Prices are high for almost all of the forage and grass seeds.
“The acres are down, which mean yields are down, which means the demand is up.”
The Canadian seed market is linked to the American market, which is reflected in the strong Canadian prices.
Prices have gradually increased over the years as high canola and grain prices encouraged farmers to switch their grass fields to grain and oilseed crops.
Add in three consecutive dry years in Alberta’s Peace River region, one of the province’s largest grass and legume seed growing areas.
“It has affected the establishment, and farmers are still struggling to get those fields back into production,” said Kerschbaumer, of Fairview.
“It takes a long time to get those acres back in again.”
The carryover of stocks is almost non-existent in all grass and legume seed crops, she added.
“Anyone who wants to get the kind of seed they would like. I would make sure you source it sooner rather than waiting.”
All the wheat grasses, especially northern and western wheatgrass, are in extremely short supply so prices are strong.
Common crested wheatgrass will be about $5 per lb. and higher, and certified seed will be another 50 to 70 cents a lb.
Intermediate and pubescent wheatgrass are around $5.50 per lb., and northern and western wheat grass are about $8 per lb. Slender wheatgrass is about $3 per lb.
Timothy prices have dropped slightly or stayed about the same as last year because of good supply.
Kerschbaumer estimates common timothy seed to be about $1.50 per lb. and certified timothy to be $1.80 to $2 per lb.
The price for meadow and smooth brome are almost identical. The acres for both crops are down, and the demand is high. Farmers can expect to double the cost of establishing a brome field.
“The prices are the highest I’ve ever seen.”
Common brome is about $5.40 per lb., and certified brome is expected to be about $5.80 per lb.
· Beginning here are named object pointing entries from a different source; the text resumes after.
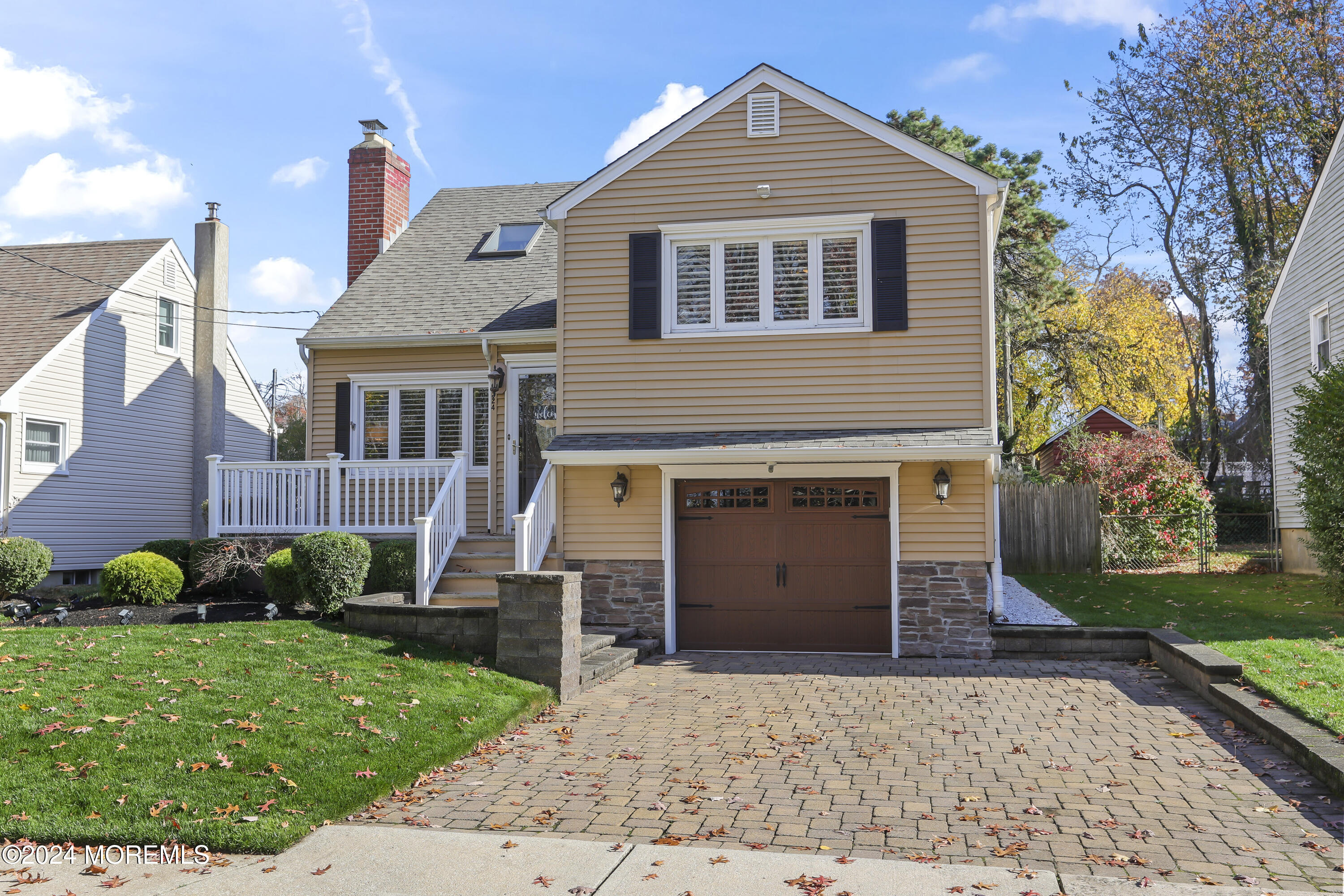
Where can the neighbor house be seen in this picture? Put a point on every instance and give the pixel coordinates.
(1303, 323)
(744, 375)
(115, 377)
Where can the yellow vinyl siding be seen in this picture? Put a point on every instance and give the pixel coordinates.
(932, 375)
(593, 528)
(335, 366)
(952, 531)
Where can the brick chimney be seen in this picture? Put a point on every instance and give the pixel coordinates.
(379, 198)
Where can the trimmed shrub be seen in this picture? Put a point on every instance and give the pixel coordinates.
(177, 550)
(202, 552)
(331, 569)
(142, 578)
(23, 563)
(281, 579)
(1318, 422)
(393, 567)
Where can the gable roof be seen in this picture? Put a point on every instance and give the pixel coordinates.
(1100, 409)
(1301, 225)
(982, 181)
(39, 307)
(433, 283)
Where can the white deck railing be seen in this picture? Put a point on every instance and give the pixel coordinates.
(293, 497)
(534, 527)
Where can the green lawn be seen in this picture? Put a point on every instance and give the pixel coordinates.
(148, 734)
(1281, 628)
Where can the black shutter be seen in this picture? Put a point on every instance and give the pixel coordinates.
(646, 287)
(890, 310)
(343, 418)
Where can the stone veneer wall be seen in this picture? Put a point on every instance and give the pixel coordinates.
(943, 609)
(623, 593)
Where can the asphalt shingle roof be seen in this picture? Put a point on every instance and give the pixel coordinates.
(431, 281)
(39, 307)
(769, 440)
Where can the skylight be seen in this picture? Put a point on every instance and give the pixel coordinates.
(510, 240)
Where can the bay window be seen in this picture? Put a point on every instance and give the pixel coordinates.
(767, 276)
(425, 422)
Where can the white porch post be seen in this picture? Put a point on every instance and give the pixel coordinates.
(334, 489)
(422, 585)
(213, 495)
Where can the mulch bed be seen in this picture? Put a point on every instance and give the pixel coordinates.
(248, 607)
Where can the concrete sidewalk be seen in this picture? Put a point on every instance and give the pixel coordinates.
(357, 862)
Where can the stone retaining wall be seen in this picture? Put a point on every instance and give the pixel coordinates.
(943, 610)
(624, 593)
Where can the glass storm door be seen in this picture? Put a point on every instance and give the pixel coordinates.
(535, 429)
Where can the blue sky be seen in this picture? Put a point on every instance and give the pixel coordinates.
(123, 119)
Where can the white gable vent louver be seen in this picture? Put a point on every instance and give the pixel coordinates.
(762, 115)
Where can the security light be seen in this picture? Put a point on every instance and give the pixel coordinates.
(941, 481)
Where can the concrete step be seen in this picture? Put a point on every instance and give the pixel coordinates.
(603, 664)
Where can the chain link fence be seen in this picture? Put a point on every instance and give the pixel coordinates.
(1189, 542)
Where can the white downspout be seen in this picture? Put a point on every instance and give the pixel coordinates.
(996, 569)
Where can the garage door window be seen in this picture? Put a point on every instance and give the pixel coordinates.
(832, 496)
(730, 496)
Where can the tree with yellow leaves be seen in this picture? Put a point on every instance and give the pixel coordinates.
(1119, 345)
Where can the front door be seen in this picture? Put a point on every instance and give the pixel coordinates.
(784, 564)
(530, 432)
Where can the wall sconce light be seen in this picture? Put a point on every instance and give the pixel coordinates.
(496, 378)
(941, 482)
(621, 485)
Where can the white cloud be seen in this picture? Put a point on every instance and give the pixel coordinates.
(1121, 14)
(288, 281)
(52, 103)
(361, 23)
(978, 66)
(675, 101)
(302, 172)
(54, 187)
(69, 237)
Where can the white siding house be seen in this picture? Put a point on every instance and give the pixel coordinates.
(97, 405)
(1305, 334)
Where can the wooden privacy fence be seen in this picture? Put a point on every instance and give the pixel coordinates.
(1050, 528)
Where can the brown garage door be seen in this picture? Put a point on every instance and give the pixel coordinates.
(784, 564)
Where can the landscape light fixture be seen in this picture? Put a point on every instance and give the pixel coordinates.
(621, 485)
(941, 481)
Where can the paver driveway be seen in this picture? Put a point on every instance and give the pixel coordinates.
(905, 758)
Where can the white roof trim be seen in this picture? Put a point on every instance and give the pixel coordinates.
(773, 454)
(1301, 225)
(1084, 418)
(984, 183)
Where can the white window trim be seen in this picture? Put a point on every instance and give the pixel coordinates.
(1314, 335)
(43, 469)
(812, 229)
(177, 330)
(418, 382)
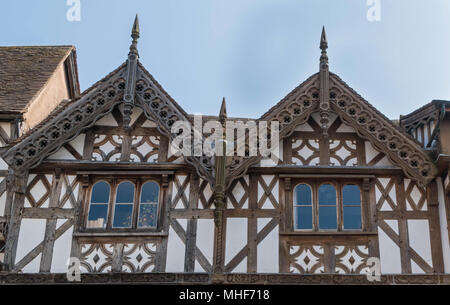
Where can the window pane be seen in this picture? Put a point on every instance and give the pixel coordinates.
(351, 195)
(150, 192)
(303, 194)
(125, 193)
(327, 218)
(97, 216)
(122, 215)
(147, 215)
(303, 218)
(327, 194)
(100, 192)
(352, 218)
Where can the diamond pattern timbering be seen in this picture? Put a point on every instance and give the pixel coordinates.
(61, 127)
(96, 102)
(381, 132)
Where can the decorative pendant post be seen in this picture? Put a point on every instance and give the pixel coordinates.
(220, 199)
(324, 100)
(324, 84)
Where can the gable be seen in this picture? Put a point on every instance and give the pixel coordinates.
(384, 135)
(101, 111)
(384, 143)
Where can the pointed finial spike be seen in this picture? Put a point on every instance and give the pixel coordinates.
(323, 40)
(223, 111)
(135, 31)
(135, 35)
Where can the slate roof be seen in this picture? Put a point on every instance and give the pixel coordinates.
(24, 71)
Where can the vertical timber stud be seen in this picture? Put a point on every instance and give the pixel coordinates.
(324, 100)
(50, 227)
(130, 85)
(286, 224)
(371, 218)
(80, 214)
(435, 230)
(15, 219)
(403, 225)
(161, 248)
(191, 232)
(117, 258)
(219, 203)
(252, 229)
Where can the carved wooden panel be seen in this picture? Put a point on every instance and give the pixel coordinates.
(305, 151)
(145, 149)
(238, 193)
(343, 153)
(306, 259)
(96, 257)
(107, 148)
(311, 258)
(416, 196)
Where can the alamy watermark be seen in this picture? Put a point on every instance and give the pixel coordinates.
(74, 12)
(374, 11)
(374, 269)
(73, 273)
(244, 139)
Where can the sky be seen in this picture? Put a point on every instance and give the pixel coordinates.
(253, 52)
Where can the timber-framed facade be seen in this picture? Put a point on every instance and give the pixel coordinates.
(95, 180)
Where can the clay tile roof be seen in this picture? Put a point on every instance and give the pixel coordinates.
(24, 71)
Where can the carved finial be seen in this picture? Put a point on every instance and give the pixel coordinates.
(324, 84)
(131, 76)
(223, 112)
(323, 40)
(135, 36)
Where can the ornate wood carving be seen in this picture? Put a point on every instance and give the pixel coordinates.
(381, 132)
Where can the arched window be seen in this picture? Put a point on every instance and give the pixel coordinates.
(327, 207)
(98, 209)
(351, 198)
(148, 205)
(123, 208)
(303, 207)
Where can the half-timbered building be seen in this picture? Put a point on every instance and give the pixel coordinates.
(89, 177)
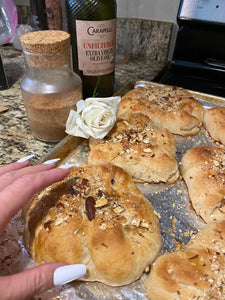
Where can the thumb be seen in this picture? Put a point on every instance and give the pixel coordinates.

Kerschbaumer said they normally spend most of the winter cleaning bromegrass, but this year they have already finished and most of the seed is sold.
Red clover, alsike and sweet clover are all in short supply. Acres are down and yields were reasonably poor, which forced prices up.
“The red clover price is pretty much the highest ever.”
Red clover is about $2.80 per lb, alsike is $3.40 per lb and sweet clover is about $2.90 per lb.
Alfalfa prices have remained steady.
Prices for the proprietary varieties are hovering around $4.50 per lb., common taproot is $3.50 and creeping root is $4.
All the yellow blossom alfalfas are in high demand and ranges from $7 to $7.30 per lb.
Good rain through the spring and summer would give fields a boost but also drop prices 30 to 40 percent next year, she said.